Monday, February 14, 2011

10 things i learned painting a 12-foot finger


photo: jetheriot

1. If you sit on your bicycle and stare at a large blank wall in the parking lot of a jewelry store, you will arouse suspicion and the police will come to question you.



2. There are three methods for tracing a twelve-foot finger on a wall: stencil, transfer or projection. A well-cut stencil gives precise contours for tracing and – if sturdy enough – is reusable. Sturdy stencils, however, are too inflexible to be easily molded against corrugated surfaces. A stencil supple enough to sculpt ends up being so flimsy it is like trying to hang hot spaghetti, as I learned the last time I painted a big finger. You can also print the image onto long sheets of paper, back them with long sheets of transfer paper and then outline the image with a pencil, pressing a tracing of the finger onto the wall. This was the method I used for the second big finger I painted. It was easy and precise and the template will be reusable, but twelve feet by six feet is about as big as you can go. Or you can project the image. I’m going to try this method with the next finger.


3. Latex is acrylic.


4. The finger functions as a pointer when the image is small, on a road sign, for example. When it is twelve feet long, you want to look at the finger and not where it is pointing.


5. The name of the song is Kicker of Elves, not Kickeroo Bells.


6. Painting a black and white finger on a brown wall requires two colors of paint: black and white.
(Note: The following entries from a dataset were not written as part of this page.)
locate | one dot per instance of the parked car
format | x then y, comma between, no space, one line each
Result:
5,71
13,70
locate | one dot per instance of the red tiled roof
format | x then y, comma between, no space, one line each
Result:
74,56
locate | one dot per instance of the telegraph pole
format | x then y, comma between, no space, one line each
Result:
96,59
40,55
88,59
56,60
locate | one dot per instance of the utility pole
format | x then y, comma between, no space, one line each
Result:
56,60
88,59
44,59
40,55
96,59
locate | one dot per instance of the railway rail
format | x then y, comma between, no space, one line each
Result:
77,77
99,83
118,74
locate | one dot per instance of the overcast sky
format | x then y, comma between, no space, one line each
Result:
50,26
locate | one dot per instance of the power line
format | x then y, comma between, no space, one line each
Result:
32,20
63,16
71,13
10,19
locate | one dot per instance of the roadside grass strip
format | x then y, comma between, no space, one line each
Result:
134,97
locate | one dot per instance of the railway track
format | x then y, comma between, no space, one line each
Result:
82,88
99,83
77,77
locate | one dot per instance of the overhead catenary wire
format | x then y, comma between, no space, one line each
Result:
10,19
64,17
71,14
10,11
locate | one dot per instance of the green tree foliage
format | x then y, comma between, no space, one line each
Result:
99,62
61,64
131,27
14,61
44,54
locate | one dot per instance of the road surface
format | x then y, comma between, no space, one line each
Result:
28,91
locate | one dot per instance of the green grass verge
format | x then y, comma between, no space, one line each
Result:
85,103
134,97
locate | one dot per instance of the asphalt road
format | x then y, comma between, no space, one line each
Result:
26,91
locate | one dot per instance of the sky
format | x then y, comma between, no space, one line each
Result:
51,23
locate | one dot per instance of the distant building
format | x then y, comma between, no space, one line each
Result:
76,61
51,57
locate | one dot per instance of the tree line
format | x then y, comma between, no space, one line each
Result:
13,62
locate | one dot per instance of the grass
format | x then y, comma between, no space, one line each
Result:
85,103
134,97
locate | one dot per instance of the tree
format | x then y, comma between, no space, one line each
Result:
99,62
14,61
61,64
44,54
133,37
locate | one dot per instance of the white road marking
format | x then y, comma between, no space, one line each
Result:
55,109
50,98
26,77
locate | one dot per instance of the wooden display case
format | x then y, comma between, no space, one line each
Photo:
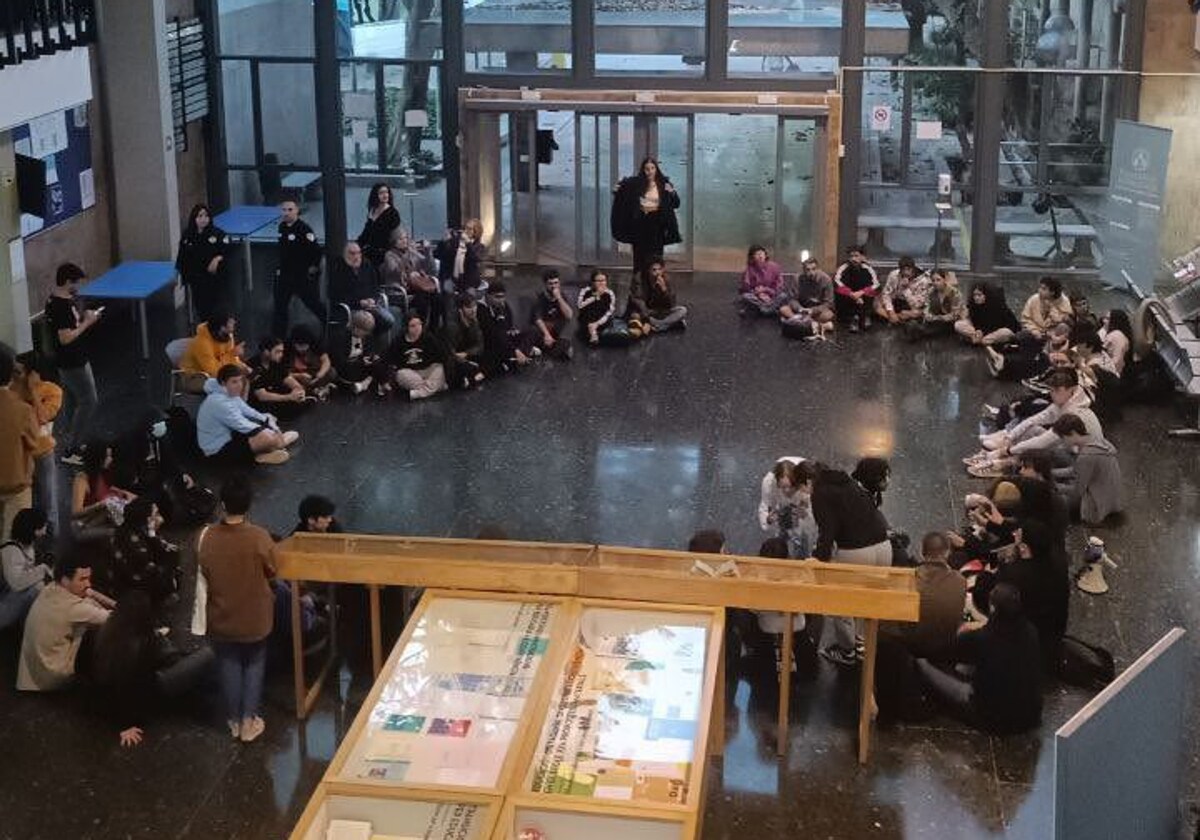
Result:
451,707
431,815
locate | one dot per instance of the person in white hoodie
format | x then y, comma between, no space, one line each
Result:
228,430
786,508
1036,432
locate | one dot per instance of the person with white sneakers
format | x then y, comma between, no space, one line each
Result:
229,431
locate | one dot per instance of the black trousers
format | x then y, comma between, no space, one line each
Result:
307,289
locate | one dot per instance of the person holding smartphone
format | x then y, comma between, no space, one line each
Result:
69,327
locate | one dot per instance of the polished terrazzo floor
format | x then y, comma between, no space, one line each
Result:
636,447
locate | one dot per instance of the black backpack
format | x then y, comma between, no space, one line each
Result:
1086,666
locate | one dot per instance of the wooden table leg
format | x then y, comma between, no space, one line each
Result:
867,701
298,652
717,725
376,629
785,687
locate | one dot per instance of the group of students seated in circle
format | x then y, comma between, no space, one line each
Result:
95,618
994,591
808,305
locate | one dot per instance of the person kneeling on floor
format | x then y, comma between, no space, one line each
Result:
231,432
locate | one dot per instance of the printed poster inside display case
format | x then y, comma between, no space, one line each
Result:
448,712
369,819
624,717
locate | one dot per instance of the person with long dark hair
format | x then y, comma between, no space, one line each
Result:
382,220
643,214
135,671
988,321
201,262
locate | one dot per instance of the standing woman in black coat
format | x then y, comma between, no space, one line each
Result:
643,215
203,252
382,220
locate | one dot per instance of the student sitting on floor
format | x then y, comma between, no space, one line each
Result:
988,318
652,303
761,286
1096,492
465,341
855,285
271,385
904,294
551,315
358,358
231,432
309,363
1003,695
597,310
419,360
1045,307
59,627
214,346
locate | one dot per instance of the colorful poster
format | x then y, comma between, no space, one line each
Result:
625,717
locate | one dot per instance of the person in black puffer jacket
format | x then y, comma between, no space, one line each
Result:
850,529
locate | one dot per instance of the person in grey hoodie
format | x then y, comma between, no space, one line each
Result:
228,430
1097,490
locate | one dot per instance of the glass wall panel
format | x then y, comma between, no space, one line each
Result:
1069,34
265,28
289,114
1054,168
389,29
773,42
505,36
916,127
239,112
651,37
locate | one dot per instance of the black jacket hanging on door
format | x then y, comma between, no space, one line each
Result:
631,226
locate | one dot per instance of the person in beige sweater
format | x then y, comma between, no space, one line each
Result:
58,627
238,562
1047,307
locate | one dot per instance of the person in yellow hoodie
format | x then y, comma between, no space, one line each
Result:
214,347
46,400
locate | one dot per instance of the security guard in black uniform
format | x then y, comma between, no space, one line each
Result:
299,273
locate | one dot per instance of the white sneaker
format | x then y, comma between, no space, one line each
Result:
252,727
275,456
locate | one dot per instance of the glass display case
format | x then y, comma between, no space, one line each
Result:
449,705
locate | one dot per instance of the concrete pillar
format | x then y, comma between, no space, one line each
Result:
13,288
136,89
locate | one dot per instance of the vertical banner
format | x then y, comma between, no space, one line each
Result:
1134,205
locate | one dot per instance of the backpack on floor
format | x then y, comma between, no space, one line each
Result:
1086,666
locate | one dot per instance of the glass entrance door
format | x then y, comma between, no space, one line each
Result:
743,179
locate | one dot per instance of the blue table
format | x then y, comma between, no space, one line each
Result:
132,281
241,221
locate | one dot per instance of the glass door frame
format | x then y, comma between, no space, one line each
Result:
480,163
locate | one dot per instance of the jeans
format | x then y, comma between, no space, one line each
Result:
841,629
240,669
13,605
79,402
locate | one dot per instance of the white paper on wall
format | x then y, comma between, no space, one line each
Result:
48,133
87,189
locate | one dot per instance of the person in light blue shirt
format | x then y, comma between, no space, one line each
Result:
233,433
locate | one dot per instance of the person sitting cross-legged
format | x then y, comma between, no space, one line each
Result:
419,360
652,303
904,294
761,287
358,359
231,432
856,286
271,385
1003,695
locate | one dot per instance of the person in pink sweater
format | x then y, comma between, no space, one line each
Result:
761,287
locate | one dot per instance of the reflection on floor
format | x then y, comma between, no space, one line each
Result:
635,447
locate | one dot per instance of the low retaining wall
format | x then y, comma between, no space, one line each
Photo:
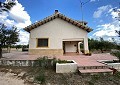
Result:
17,62
114,65
111,65
66,67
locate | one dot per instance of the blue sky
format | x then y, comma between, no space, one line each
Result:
98,14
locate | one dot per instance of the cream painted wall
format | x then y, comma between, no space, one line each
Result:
56,30
70,46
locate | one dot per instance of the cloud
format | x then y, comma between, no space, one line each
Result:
107,30
92,0
20,18
101,10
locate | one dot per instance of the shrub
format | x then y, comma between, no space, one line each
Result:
88,54
64,61
117,54
40,78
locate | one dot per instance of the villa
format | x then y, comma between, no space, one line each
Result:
57,35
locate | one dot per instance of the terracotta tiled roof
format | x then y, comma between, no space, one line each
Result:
77,23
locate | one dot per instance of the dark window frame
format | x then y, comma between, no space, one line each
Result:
46,44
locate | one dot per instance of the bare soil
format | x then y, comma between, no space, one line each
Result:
52,78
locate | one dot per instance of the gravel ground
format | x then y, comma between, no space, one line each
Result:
10,79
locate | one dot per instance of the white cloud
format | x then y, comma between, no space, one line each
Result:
92,0
101,10
107,30
20,18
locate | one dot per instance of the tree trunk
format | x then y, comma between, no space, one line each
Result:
0,52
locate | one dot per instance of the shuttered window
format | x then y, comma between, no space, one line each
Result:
42,42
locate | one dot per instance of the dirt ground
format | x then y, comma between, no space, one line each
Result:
25,76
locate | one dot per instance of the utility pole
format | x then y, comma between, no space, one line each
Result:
81,6
118,18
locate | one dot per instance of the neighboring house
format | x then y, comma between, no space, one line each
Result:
57,34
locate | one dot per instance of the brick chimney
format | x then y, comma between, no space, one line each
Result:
56,11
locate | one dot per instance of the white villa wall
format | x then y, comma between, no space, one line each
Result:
70,46
57,30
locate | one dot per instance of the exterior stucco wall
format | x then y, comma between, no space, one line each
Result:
56,30
71,46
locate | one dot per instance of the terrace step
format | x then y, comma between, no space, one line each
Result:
92,67
95,71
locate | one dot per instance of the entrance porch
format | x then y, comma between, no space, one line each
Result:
72,46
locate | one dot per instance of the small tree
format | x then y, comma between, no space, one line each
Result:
7,37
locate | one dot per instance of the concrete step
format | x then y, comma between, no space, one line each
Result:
92,67
95,71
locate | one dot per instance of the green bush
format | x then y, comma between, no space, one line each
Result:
117,54
64,61
88,54
40,78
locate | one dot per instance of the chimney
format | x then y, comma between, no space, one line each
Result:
56,11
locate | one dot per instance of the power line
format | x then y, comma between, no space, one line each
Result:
82,4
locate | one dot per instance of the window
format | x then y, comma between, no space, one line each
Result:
42,42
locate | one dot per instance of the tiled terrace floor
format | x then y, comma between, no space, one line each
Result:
82,60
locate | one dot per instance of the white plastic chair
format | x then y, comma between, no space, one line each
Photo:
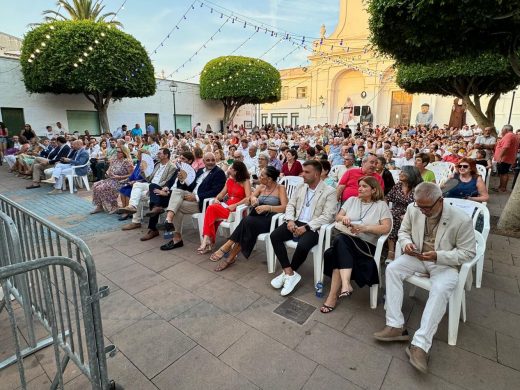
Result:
483,171
474,209
70,178
290,183
228,225
377,258
316,252
457,302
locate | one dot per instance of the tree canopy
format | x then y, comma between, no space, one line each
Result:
86,57
413,30
236,80
81,10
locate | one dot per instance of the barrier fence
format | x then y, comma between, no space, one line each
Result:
51,275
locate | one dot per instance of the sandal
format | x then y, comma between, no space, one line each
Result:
326,309
216,256
204,250
223,264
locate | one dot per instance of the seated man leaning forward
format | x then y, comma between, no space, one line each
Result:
66,168
312,205
208,183
436,238
162,172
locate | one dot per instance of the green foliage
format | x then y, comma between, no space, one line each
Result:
483,75
414,30
118,66
244,79
81,10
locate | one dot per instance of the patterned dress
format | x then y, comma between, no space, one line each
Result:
399,204
105,192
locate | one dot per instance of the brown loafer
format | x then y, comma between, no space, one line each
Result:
418,358
127,210
151,234
131,226
392,334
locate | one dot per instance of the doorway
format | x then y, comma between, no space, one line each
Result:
401,109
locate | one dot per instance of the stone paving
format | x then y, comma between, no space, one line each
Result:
180,325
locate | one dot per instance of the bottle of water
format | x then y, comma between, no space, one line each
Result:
319,290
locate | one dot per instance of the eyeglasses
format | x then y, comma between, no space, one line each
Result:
427,208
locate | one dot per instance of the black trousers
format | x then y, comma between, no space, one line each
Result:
156,200
305,243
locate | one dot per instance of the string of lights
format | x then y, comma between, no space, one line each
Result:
175,27
202,47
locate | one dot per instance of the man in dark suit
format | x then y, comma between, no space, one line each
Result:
77,156
41,164
160,196
209,182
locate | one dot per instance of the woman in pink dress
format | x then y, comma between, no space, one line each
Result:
236,192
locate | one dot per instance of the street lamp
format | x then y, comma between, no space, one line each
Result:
173,88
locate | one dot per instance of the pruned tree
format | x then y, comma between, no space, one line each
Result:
236,81
86,57
413,30
468,78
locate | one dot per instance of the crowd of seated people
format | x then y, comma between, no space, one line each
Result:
346,180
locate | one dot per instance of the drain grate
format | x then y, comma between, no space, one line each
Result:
295,310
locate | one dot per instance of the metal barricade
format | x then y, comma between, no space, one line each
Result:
76,324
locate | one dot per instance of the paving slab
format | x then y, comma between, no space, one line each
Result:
470,371
152,345
167,299
355,361
210,327
200,370
324,379
227,295
268,363
402,376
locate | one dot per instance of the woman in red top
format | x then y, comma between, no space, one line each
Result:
236,192
292,167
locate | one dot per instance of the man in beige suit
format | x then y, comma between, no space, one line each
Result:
436,239
312,205
162,172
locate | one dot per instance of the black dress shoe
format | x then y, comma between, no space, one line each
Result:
171,245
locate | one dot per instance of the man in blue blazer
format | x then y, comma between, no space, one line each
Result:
209,181
64,168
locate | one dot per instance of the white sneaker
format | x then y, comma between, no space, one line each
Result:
290,283
278,281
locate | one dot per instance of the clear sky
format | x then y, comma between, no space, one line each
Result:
150,22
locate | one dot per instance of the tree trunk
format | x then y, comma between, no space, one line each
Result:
486,119
101,103
510,217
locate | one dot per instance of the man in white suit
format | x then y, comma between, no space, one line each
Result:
436,239
312,205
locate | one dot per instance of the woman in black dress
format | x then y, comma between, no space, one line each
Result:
268,199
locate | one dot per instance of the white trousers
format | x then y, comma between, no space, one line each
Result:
138,197
444,280
58,172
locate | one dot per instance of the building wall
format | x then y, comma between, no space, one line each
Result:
41,110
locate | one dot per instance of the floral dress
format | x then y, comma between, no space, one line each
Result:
399,204
105,192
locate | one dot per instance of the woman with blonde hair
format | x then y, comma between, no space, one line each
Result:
105,192
360,222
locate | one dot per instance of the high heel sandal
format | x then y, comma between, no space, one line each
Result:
204,249
216,257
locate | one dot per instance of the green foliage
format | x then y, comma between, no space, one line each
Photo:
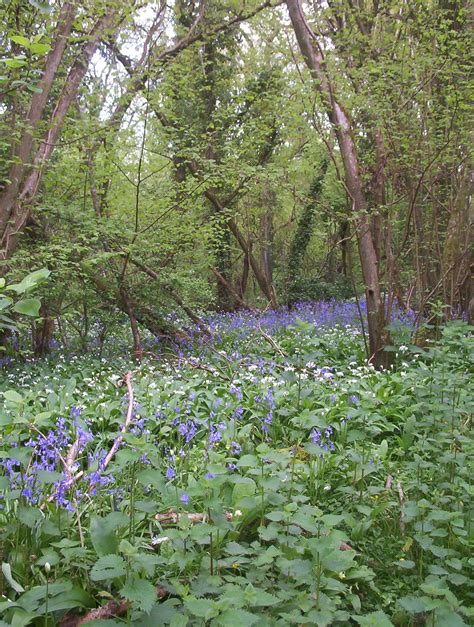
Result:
24,306
323,495
304,289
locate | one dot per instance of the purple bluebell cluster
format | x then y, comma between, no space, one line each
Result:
323,438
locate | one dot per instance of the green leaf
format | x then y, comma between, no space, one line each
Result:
374,619
29,516
21,618
412,604
141,593
13,396
5,302
20,40
108,567
239,618
7,573
179,620
27,307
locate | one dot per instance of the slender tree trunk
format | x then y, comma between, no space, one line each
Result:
21,154
19,207
341,123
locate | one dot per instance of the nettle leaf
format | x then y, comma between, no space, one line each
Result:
27,307
30,281
103,532
141,593
239,618
13,396
40,49
108,567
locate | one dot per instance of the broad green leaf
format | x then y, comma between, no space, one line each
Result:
374,619
20,40
141,593
30,281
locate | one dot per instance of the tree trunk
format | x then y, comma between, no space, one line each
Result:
341,124
21,154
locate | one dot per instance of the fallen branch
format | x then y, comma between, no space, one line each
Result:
401,499
272,342
119,439
172,518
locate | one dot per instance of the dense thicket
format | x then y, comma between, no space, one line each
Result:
232,154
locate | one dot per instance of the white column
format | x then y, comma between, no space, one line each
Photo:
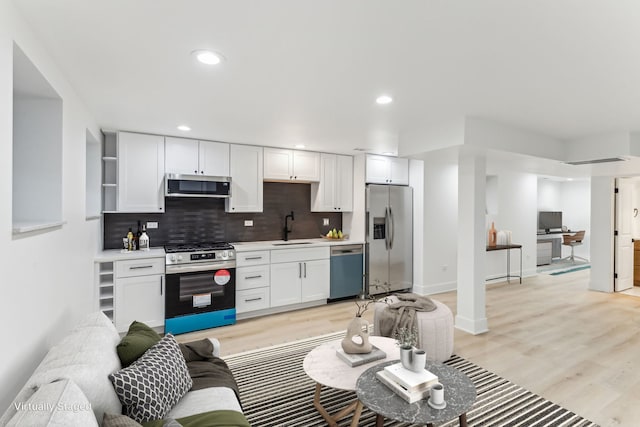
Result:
471,316
602,226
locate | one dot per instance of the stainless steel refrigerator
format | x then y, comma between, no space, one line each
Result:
389,239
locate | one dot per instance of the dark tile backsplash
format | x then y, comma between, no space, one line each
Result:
201,220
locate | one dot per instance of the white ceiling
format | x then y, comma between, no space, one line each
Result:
308,71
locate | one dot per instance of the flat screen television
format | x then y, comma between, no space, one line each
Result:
548,220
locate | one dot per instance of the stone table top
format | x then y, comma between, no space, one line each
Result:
326,368
459,394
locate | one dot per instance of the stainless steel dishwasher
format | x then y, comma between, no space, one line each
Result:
346,271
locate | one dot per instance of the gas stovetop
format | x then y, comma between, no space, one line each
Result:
198,247
215,252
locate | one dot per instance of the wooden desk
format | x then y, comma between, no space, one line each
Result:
508,249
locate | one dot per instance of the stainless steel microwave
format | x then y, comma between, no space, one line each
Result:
179,185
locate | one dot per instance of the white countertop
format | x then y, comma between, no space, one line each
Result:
290,244
120,255
158,252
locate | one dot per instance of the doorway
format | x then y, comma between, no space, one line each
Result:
624,230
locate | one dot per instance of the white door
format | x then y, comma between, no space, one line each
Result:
278,164
399,171
246,179
140,172
214,158
181,156
623,238
315,280
306,166
377,169
323,197
139,298
285,283
344,183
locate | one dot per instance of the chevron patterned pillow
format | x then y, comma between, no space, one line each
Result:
153,384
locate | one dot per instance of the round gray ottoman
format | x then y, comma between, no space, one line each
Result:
435,329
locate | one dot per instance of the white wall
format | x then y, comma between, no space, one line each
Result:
439,238
602,220
416,181
47,281
487,134
548,195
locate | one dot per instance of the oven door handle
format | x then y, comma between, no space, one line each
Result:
189,268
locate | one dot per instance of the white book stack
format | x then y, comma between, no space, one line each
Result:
409,385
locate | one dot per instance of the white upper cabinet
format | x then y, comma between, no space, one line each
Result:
140,172
214,158
246,179
191,157
387,170
334,192
291,165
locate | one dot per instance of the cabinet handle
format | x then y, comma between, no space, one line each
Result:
138,267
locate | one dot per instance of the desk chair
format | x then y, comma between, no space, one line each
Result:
573,240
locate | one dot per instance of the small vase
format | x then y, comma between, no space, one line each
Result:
493,235
359,329
406,357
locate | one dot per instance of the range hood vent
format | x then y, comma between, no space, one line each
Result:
595,161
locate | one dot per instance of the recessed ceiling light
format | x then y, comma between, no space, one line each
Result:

Painting a black and white finger on a white wall requires one color of paint: black.


7. A motionless hand held in a grip – the left hand holding a heavy can of paint, for example – fatigues more easily than a constantly moving hand – the right hand dipping and brushing.


8. Painting is great exercise.


9. Painting the nail and the tip of the pointing finger is the most pleasurable part of the experience.


10. Jewelry stores are busy the weekend before Valentine’s Day.